I think my sermon for Transfiguration sunday turned out pretty well. Here's an abridged version.
I am a comic book guy. Because I could spend the entire day talking about comics, graphic novels and super heros, we need to limit the conversation from the start to the big three. There is a holy trinity of super heros: Superman, Batman and Spiderman. Until recently, with the arrival of the X-Men, there was a rule to super heros; the rule of the alter ego. Superman had Clark Kent, Batman had Bruce Wayne and Spiderman had Peter Parker.
Now, Superman's not my favorite, that's a toss up between Batman and Wolverine from the X-men, but there is something that sets Superman apart from the rest. Peter Parker became Spiderman: it took the bite of a radioactive spider to turn him into the hero. When he went to sleep, he was Peter Parker. He put on a costume to become Spiderman. To an even greater extent, Bruce Wayne, who had no super hero powers, put on a costume to be Batman. When he went to sleep at (k)night and woke up in the morning, be was Bruce Wayne.
Superman was different. Superman was Superman...all the time. When he went to sleep we was Superman, when he woke up he was Superman. Clark Kent was Superman's costume. The blue, red and yellow suit of Superman was the swadling clothes he arrived on Earth in. Unlike the rest, Clark Kent was Superman's costume, was the facade, the mask.

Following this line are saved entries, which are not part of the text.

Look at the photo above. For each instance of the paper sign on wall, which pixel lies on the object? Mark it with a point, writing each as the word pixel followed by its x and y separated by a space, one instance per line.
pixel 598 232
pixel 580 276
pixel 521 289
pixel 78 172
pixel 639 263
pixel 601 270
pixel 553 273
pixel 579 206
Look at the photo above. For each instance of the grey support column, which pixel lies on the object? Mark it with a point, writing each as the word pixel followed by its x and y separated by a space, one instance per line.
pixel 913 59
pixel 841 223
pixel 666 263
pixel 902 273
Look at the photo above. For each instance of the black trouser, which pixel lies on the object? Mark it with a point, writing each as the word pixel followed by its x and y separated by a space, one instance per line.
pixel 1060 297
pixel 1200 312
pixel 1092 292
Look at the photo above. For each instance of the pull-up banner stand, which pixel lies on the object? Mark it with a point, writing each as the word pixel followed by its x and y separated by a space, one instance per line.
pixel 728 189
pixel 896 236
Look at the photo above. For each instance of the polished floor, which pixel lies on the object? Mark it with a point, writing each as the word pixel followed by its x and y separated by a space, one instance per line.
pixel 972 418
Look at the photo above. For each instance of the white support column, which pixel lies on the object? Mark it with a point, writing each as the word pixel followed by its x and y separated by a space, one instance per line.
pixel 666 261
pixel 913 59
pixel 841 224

On the mountain top with Peter, James and John, we get a glimpse of what Jesus actually was. The idea of Trinity means that everything God is Jesus is. The God who in the Hebrew Bible said that one look at God's face would cause insanity in the human brain was incarnate in the person of Jesus. So when God, the Word, the Logos, the Christ, became incarnate in the person of Jesus of Nazareth, he could not appear in his true form. Instead of people responding to his message and leaving house and home to follow him, they would run away scared with melting brains.
Christ is the Superman; Jesus of Nazareth is the Clark Kent.
But, in the transfiguration, a little bit of the fullness of the life of God that was completely present in the person of Jesus shone forth. The man that the disciples ate dinner with and fished with was suddenly bright with divine light and talking with Moses and Elijah.
now, its not a perfect metaphor. We believe that Jesus Christ was fully human and fully divine; so, Jesus of Nazareth wasn't a perfect alter ego. But, at the heart of the story of the transfiguration is THE ALTAR EGO.
The story ends with the troubling call of Jesus to not tell anyone about the vision on the mountain. How in the world were Peter, James and John expected to not tell what they seen? And why did Jesus want them not to tell?
because Jesus had an altAr ego: Jesus' whole self, whole ministry was devoted and directed at the altar of the crucifixion and resurrection and anything that might get in the way of that mission must be put on hold.
We throw around the term "Christ-like" a lot. We're supposed to be Christ-like in thought and word and deed. It usually means something like the golden rule and the compassion Jesus had for the least, last and lost. But it is so much more than that! What does being Christ-like mean in light of the transfiguration? Through the incarnation of God in Jesus Christ, humankind and indeed all creation is connected to the full life of the Triune God that was present in Jesus. God's self-pure love, grace, mercy, justice-is inside us all, wanting desperately to get out.
So, to live Christ-like, incarnational transfigurative lives, means in thought and word and deed, our lives shine forth the light and life of God. This is a radical world-transforming kind of discipleship, by which everything we say, do, think, is informed by the question, "How does this let God's light shine through me?"
By living incarnational, transfigurative lives that blaze with the eternal light of the Divine and, to coin a popular phrase from the graphic novels I love, with our powers combined, that light will shine in the darkness and the darkness shall never overcome it.